■カシミヤの原毛あれこれ
カシミヤの原毛はカシミヤヤギ1頭からたった200グラム足らずしか採取されないと言われています。また採取された原毛にはどのようなグレードがあるのでしょうか?またどうやって他の素材と区別できるのでしょうか?そのカシミヤ原毛とはどのようなものなのでしょうか?
■カシミヤの原毛

僕たちの後ろの白い袋にはたくさんのカシミヤの原毛が入っています。これらは、カシミヤヤギの放牧農家から集められたカシミヤヤギのわた毛を、集積し、その後洗浄して汚れを取り除き、長さや太さを集約して集められたカシミヤ原毛なのです。これらカシミヤのいわゆるわた毛を紡績して糸にしていくわけです。この段階でカシミヤ100%であることを厳しく検査しています。事前に厳しくチェックしないと、いったん紡績工程が進んでしまうと元に戻すことができないため、カシミヤ100%の糸にならなくなってしまうからです。
■カシミヤ原毛検査

カシミヤの原毛が100%であるのかどうかという調査は顕微鏡を使用して行います。繊維は非常の細くて小さく、また似通っているので人間の目では判別できないのです。

人間の目では判別できにくいですが、顕微鏡だとすぐにわかります。上の左側の繊維図がカシミヤ原毛の姿です。その隣は羊毛、その隣はウサギ、アンゴラです。
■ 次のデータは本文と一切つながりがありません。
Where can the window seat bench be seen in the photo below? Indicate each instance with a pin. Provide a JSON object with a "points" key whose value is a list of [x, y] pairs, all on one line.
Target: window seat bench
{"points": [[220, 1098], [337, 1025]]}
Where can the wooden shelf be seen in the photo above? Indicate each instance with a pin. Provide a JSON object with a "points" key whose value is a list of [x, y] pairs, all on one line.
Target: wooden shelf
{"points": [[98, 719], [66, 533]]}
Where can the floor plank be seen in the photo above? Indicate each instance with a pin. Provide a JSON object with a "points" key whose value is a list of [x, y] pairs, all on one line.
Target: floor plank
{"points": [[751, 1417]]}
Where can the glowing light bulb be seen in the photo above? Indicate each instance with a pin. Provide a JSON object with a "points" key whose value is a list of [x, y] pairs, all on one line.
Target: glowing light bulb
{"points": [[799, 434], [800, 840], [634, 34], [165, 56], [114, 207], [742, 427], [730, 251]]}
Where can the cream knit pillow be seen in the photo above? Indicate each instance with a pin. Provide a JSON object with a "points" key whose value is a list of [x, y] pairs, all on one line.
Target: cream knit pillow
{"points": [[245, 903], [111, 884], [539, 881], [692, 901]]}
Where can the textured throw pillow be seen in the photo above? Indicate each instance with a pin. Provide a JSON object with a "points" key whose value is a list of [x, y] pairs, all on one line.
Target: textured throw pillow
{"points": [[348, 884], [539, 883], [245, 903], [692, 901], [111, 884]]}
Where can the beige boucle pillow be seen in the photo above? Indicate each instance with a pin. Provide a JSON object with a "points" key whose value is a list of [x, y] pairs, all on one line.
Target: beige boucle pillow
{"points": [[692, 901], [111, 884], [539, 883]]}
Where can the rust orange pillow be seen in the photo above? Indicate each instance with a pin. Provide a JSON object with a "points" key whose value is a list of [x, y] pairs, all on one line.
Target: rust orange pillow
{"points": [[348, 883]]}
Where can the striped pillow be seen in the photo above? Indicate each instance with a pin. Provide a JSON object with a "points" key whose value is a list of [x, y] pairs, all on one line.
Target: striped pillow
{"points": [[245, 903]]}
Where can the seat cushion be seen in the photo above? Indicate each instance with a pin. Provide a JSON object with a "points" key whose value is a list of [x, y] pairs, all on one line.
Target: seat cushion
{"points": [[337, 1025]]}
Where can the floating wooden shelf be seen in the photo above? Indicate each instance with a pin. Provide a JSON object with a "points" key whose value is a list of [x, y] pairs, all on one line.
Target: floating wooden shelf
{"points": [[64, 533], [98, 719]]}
これらの原毛を顕微鏡で確認してカシミヤ以外の素材が混ざっていないかどうかを厳しくチェックしているのです。
■カシミヤ原毛のグレード

これはなんだかわかりますか?カシミヤの原毛を長い順番に並べたものです。人間もいろんなタイプの人間がいるのと同じように、カシミヤも生き物ですので、その毛についてもやはり個体差が存在します。一番上の長い毛は言うまでもなく優れた素材です。そして一番下の短い毛はやはり風合いも良くなく、ばさばさした感じになります。見た目で長さの差が6倍近くもあるわけですから、当然その品質の差もそれなりにあるわけです。このほか、カシミヤはその生息地(国)でも大きくグレードの差があります。内モンゴルのカシミヤは、外モンゴルは、ロシア、イランなどのものに比べて優れており、世界最高といわれます。
またカシミヤ原毛の中には、ホワイトカシミヤ、グレーカシミヤ、ブラックカシミヤなどともともとの色によってもグレードが別れてきます。
そして素材の太さにも個体差があるのです。寒すぎず暑すぎずちょうどいい環境で育つカシミヤヤギがいいとされています。内モンゴルではそういう意味では非常にいい環境の生息地だと言われています。
そして一番大事で重要なことは、一番上の長い素材を使ったホワイトカシミヤでもカシミヤ100%、一番下の短いカシミヤ素材を使って、しかもそれがホワイトカシミヤでなくてイラン産の太いものでもカシミヤ100%と名乗ることができるということなのです。
巷に異常に安いカシミヤが存在するとしたら、そういったことにカラクリがあると見てもいいかも知れません。